In case you don’t fear needles, you can opt for a progestin birth control shot. The effect lasts for three months. Similar to pills, these birth control injections will prevent ovulation and are 99% effective. And if you want to keep up with your shots, you should do it every three months without skipping a day between.


However, the birth control shot has its downsides too. These include irregular periods, increased bleeding, weight problems, nausea, tender breasts, headaches, and even frequent mood changes. Furthermore, these can occur throughout the three months the shot is inside you, making this option a bit too much for some women.

Oral Contraceptives

The most common birth control option is pills, or as some call them — oral contraceptives. You take them by mouth to eliminate the risk of getting pregnant. You can separate them into two main groups: combination and progestin-only pills. 

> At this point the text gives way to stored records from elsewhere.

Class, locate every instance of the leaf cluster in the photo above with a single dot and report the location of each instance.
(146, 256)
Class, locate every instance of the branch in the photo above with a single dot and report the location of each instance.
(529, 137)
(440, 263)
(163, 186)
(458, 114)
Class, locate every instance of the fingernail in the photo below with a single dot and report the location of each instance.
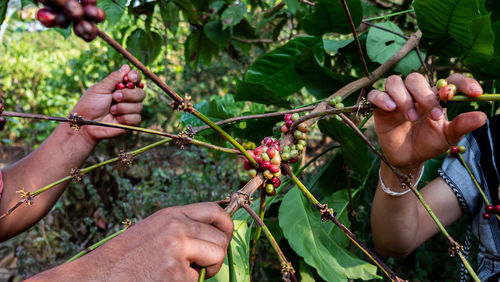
(118, 96)
(475, 89)
(132, 76)
(436, 113)
(390, 105)
(123, 68)
(412, 115)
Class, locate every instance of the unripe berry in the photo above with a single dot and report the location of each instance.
(440, 83)
(47, 17)
(120, 86)
(270, 191)
(271, 152)
(265, 165)
(489, 208)
(277, 183)
(303, 127)
(252, 172)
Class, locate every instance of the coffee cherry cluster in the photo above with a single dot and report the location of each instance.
(491, 210)
(84, 14)
(454, 150)
(126, 83)
(3, 120)
(445, 91)
(268, 158)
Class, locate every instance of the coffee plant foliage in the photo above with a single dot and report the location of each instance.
(239, 58)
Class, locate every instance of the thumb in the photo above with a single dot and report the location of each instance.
(463, 124)
(108, 84)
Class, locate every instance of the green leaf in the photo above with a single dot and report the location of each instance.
(198, 48)
(3, 10)
(308, 237)
(233, 14)
(213, 30)
(240, 247)
(276, 69)
(381, 45)
(292, 5)
(329, 16)
(113, 9)
(354, 150)
(146, 46)
(248, 91)
(445, 24)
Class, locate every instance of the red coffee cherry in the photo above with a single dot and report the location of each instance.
(489, 208)
(120, 86)
(47, 17)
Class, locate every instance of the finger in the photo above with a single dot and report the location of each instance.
(129, 95)
(463, 124)
(205, 254)
(211, 213)
(126, 109)
(423, 95)
(108, 84)
(131, 119)
(382, 100)
(134, 76)
(467, 85)
(396, 89)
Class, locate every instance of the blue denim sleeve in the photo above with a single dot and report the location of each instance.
(457, 177)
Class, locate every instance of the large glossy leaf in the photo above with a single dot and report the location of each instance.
(276, 69)
(233, 14)
(309, 238)
(145, 45)
(329, 16)
(445, 24)
(3, 10)
(354, 150)
(240, 247)
(381, 45)
(247, 91)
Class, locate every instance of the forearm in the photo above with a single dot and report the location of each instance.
(62, 150)
(394, 220)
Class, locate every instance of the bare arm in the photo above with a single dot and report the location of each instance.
(412, 128)
(65, 149)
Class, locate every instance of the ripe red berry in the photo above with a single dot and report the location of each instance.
(265, 165)
(130, 85)
(274, 168)
(497, 209)
(489, 208)
(120, 86)
(47, 17)
(454, 150)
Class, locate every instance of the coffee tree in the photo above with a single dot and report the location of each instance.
(307, 68)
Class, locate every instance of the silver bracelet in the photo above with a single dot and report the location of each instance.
(397, 194)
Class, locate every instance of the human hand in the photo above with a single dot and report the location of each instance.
(171, 244)
(411, 125)
(96, 104)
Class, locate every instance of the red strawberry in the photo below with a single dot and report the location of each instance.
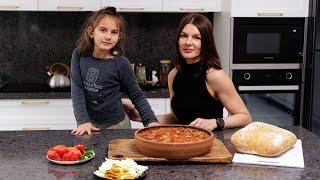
(52, 154)
(60, 149)
(75, 152)
(69, 156)
(80, 147)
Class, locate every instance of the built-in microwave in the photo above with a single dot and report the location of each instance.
(268, 40)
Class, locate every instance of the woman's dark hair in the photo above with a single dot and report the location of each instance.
(86, 44)
(209, 55)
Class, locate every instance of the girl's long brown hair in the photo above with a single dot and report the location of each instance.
(209, 55)
(86, 44)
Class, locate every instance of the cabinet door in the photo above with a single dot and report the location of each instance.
(18, 5)
(69, 5)
(191, 6)
(269, 8)
(39, 114)
(135, 6)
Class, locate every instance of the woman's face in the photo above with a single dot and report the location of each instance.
(106, 35)
(190, 43)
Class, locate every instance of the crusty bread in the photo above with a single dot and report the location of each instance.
(263, 139)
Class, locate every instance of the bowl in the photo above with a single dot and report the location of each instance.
(173, 142)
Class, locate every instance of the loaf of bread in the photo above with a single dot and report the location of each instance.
(263, 139)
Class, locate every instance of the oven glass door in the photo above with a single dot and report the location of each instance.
(268, 43)
(277, 108)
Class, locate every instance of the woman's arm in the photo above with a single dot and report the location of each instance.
(131, 87)
(169, 118)
(223, 89)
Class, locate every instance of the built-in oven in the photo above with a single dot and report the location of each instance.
(271, 96)
(268, 40)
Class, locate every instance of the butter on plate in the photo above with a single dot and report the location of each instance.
(120, 169)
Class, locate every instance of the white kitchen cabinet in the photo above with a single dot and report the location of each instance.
(269, 8)
(18, 5)
(192, 6)
(36, 114)
(134, 6)
(69, 5)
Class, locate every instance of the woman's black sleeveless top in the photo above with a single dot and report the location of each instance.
(191, 98)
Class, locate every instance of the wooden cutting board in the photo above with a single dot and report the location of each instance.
(121, 148)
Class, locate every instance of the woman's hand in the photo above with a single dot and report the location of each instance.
(131, 111)
(208, 124)
(84, 128)
(154, 124)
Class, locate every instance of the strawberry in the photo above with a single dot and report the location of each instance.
(80, 147)
(75, 152)
(60, 149)
(70, 156)
(52, 154)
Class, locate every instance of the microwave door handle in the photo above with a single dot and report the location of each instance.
(269, 88)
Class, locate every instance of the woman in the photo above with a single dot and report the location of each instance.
(199, 88)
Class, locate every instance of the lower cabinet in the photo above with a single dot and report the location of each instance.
(50, 114)
(36, 114)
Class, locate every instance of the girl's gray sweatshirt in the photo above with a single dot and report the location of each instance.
(97, 86)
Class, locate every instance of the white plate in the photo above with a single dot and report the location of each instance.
(71, 162)
(106, 177)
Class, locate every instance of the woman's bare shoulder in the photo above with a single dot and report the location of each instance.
(172, 73)
(218, 78)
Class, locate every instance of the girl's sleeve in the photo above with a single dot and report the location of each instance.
(131, 87)
(77, 94)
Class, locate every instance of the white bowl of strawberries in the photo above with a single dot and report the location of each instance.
(62, 154)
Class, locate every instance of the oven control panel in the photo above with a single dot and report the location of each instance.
(267, 77)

The first ones combine estrogen and progestin and there are numerous types of it: monophasic, multiphasic, extended-cycle, etc. The progestin-only pills are great for women who can’t consume estrogen due to various reasons, and they often go by the name minipills.


Both pills have a similar efficiency rate of around 90%, which isn’t as high as the previously mentioned options. The major pros, however, are 24/7 protection, a normal menstrual cycle, and they’re fully reversible once you stop taking them.


Nevertheless, the cons do exist too. Namely, the pills don’t protect against STIs, meaning you’ll need to use condoms again. Additionally, you need to take it every day, which can be easy to forget if you have a hectic schedule, or you don’t take them with you while traveling.

Vaginal Ring

Another common birth control option is to use vaginal rings. These prescription-only rings go inside your vagina and release estrogen and progestin into your bloodstream. As such, your body stops producing egg cells for semen to fertilize. These rings are usually 2-inches in size (around) and will fit any woman fine.


The efficiency rate is similar to that of pills, meaning somewhere around 90%. But there are some safety concerns to have. Although they’re pretty safe to use, some women might experience a higher blood clot risk. This is especially true for the ones who smoke and are in their 40s. Therefore, we recommend talking to your doctor before you begin using them.

Female Condom

Lastly, we should mention female condoms. In essence, they’re pretty much the same thing as male rubbers. The way they work is by stopping semen from entering your vagina while you have sex. Furthermore, they work fine in preventing STIs. They’re also made from latex, and you simply insert them into your vagina.


The benefit of using these contraceptives is that they’re cheaper than other alternatives. Furthermore, there are no side effects, and they can increase arousal. Statistics suggest that around 18 out of 100 women that use female condoms end up getting pregnant. This isn’t the best efficiency rate, but it sure isn’t as risky as having sex without a rubber and having your partner pulling out moments before he orgasms.